The move takes $150M from its redevelopment

<em>Rendering of Moynihan Station (inset: John Degnan)</em>
Rendering of Moynihan Station (inset: John Degnan)

The Port Authority of New York and New Jersey on Thursday backed out of a lease in the James A. Farley Post Office, temporarily throwing a wrench into part of Gov. Andrew Cuomo’s plans to pay for the project.

In 2000, the agency authorized its executive director to ink a lease with the Empire State Development Corporation for 40,000 square feet in the redeveloped Moynihan Station for 35 years, at an annual rate of $10.5 million. The board on Thursday passed a resolution to “rescind” the board’s past action on the lease and to instead study the agency’s future role in the redevelopment of the station, which could include an up to $150 million contribution to the project. Pat Foye, the board’s executive director and a confidante of Cuomo, will lead the study. The board will have to authorize any participation in the redevelopment project.

Chairman John Degnan, a New Jersey appointee, said that determining the value for the Port Authority and the legality of the lease was “curing a defect.” In An Internal Memo Obtained By The Wall Street Journal, Degnan indicated that the agency never budgeted the payments because the lease wasn’t actually executed. News of the lease back-out comes as Degnan publicly questions whether the agency should sell off real estate assets and refocus its priorities on the $20 billion Hudson River Tunnel and the $10 billion bus terminal in Midtown.

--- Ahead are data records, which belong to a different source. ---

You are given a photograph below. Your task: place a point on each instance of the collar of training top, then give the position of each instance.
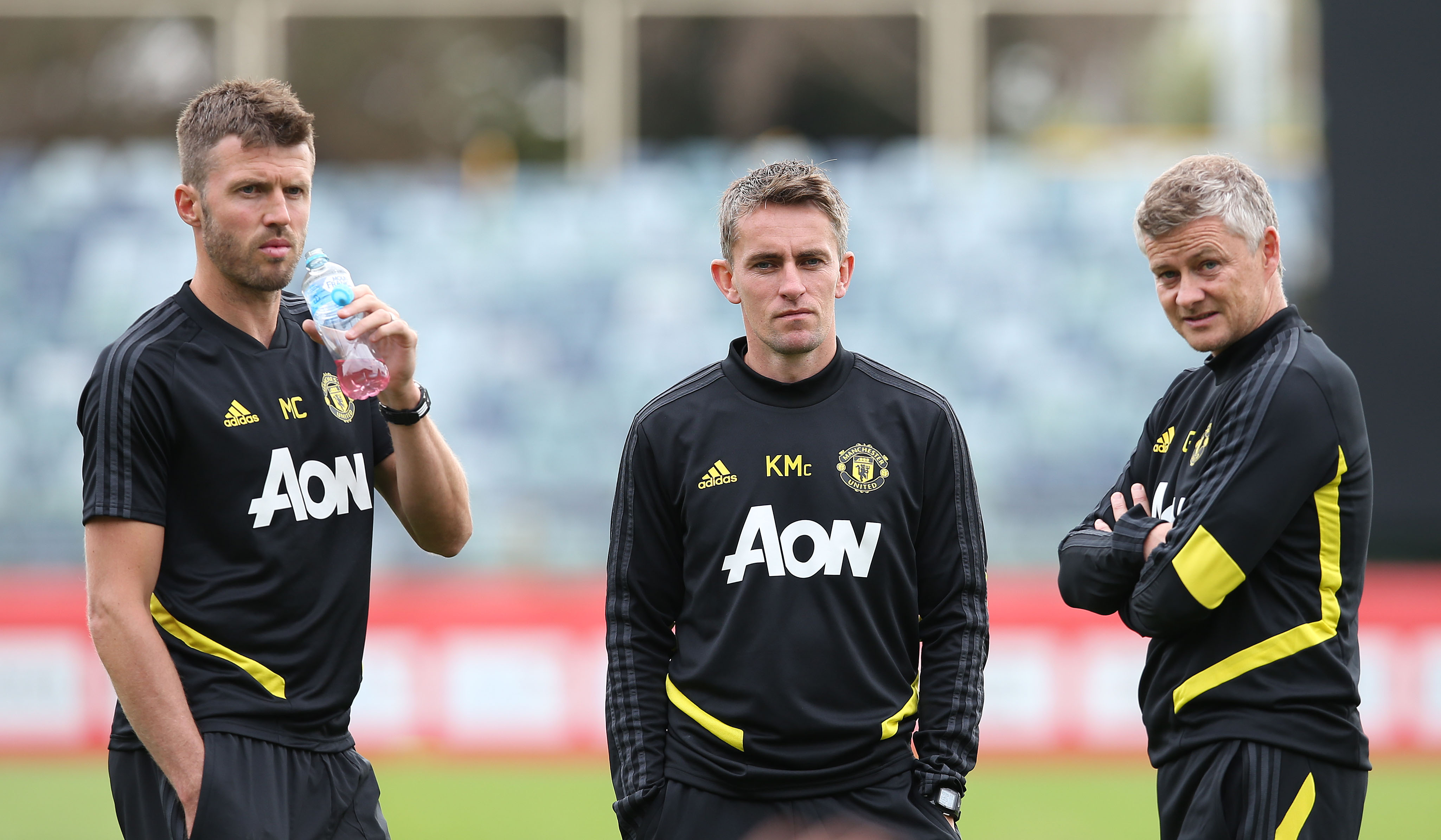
(787, 394)
(1247, 346)
(228, 334)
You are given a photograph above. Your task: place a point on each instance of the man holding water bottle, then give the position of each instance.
(228, 506)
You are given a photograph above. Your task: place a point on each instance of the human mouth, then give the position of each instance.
(276, 248)
(793, 315)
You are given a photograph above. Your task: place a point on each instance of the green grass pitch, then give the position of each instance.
(438, 799)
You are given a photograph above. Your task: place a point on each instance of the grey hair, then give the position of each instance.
(784, 182)
(1204, 186)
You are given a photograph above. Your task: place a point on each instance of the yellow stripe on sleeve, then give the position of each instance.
(1298, 639)
(270, 681)
(892, 724)
(1295, 820)
(1207, 570)
(728, 734)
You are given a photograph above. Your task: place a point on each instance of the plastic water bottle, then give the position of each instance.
(328, 287)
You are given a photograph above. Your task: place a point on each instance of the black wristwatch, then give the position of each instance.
(408, 417)
(950, 802)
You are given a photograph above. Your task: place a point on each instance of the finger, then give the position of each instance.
(1139, 495)
(395, 330)
(377, 319)
(1117, 505)
(310, 330)
(366, 303)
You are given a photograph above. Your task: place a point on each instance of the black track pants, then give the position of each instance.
(253, 790)
(890, 809)
(1240, 790)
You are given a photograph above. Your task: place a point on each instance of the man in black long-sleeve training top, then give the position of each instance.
(1244, 547)
(790, 526)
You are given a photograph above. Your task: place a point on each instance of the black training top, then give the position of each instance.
(261, 473)
(779, 554)
(1260, 459)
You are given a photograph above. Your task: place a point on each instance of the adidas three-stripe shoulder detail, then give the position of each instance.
(116, 397)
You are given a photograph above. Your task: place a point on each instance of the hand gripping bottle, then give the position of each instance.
(328, 287)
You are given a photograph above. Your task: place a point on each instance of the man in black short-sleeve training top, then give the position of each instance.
(228, 508)
(790, 526)
(1243, 548)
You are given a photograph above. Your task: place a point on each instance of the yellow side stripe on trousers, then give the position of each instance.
(892, 724)
(728, 734)
(1298, 639)
(1295, 820)
(270, 681)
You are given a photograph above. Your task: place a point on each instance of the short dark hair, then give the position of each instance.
(258, 113)
(784, 182)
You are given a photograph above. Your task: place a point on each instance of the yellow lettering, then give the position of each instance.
(289, 410)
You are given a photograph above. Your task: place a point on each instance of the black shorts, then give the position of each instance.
(890, 809)
(1240, 790)
(251, 789)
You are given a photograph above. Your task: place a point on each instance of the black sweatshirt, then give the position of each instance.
(779, 554)
(1261, 463)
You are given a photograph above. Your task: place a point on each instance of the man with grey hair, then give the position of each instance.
(790, 525)
(1243, 547)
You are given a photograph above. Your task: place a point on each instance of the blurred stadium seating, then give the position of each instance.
(552, 308)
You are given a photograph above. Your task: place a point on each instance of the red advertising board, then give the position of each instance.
(517, 665)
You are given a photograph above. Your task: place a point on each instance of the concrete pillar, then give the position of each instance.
(250, 39)
(953, 78)
(601, 65)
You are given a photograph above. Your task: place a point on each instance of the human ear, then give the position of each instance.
(1272, 251)
(188, 205)
(848, 267)
(724, 279)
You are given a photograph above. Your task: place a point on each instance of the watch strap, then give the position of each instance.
(411, 415)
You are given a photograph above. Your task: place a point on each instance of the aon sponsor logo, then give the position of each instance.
(290, 487)
(829, 549)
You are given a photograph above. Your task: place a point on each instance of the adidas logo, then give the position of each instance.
(238, 415)
(718, 474)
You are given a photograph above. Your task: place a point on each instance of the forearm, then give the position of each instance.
(149, 691)
(433, 499)
(1100, 568)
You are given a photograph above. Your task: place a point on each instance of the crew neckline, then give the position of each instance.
(228, 334)
(803, 394)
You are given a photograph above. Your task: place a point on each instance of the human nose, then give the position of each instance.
(792, 284)
(277, 209)
(1189, 292)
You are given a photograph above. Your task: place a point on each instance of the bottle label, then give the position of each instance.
(324, 306)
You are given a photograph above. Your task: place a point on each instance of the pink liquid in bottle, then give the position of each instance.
(362, 378)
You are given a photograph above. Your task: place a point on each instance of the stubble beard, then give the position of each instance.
(243, 264)
(795, 342)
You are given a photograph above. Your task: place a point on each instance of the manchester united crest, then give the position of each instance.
(864, 469)
(336, 400)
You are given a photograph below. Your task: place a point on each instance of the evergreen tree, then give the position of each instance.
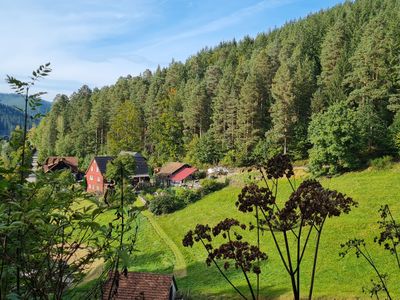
(126, 130)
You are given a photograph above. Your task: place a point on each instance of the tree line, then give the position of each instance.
(325, 87)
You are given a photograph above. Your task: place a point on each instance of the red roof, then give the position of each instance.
(183, 174)
(141, 286)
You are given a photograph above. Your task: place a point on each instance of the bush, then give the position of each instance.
(381, 163)
(165, 203)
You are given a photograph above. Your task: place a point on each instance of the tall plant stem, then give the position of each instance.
(223, 274)
(258, 245)
(372, 264)
(113, 282)
(298, 262)
(249, 284)
(319, 232)
(291, 273)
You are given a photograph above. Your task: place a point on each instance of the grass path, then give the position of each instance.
(180, 268)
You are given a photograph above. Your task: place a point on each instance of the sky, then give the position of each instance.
(94, 42)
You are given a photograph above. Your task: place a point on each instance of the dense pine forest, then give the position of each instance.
(324, 88)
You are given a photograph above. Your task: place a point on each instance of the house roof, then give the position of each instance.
(102, 161)
(170, 168)
(141, 286)
(141, 168)
(183, 173)
(53, 161)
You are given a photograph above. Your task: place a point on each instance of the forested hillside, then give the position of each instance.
(10, 116)
(324, 88)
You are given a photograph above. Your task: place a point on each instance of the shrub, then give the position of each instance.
(381, 163)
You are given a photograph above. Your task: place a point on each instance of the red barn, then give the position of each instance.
(95, 174)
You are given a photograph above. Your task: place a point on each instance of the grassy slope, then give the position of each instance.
(342, 278)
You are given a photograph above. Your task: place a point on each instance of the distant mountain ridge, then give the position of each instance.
(10, 116)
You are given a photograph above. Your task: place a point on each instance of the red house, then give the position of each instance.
(175, 173)
(95, 174)
(136, 285)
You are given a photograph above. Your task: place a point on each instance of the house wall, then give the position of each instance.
(94, 179)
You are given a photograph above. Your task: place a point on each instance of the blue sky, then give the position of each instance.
(94, 42)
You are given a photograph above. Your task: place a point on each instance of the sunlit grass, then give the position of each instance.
(336, 277)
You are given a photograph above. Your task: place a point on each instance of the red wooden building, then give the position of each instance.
(95, 174)
(175, 173)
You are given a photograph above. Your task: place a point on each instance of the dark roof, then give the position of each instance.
(141, 286)
(183, 173)
(61, 162)
(102, 161)
(170, 168)
(141, 167)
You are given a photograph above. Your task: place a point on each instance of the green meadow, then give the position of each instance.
(336, 277)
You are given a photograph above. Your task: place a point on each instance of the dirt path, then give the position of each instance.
(180, 268)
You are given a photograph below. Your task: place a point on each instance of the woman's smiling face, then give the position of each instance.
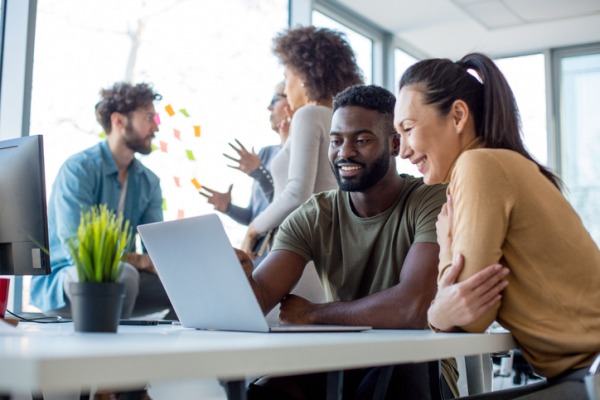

The decision on the lease is a slight setback to Cuomo’s planned funding for the proposed $3 billion redevelopment of Penn Station and Moynihan Train Hall. A majority of the project is supposed to be funded by private investment, but roughly $325 million is supposed to come from government funds — $150 million of which was to come from the the Port Authority. A representative for Cuomo declined to comment.

Though the lease at Moynihan was for 40,000 square feet, only 250 square feet would be for exclusive use by the Port Authority, which would include two kiosks and a ticket counter.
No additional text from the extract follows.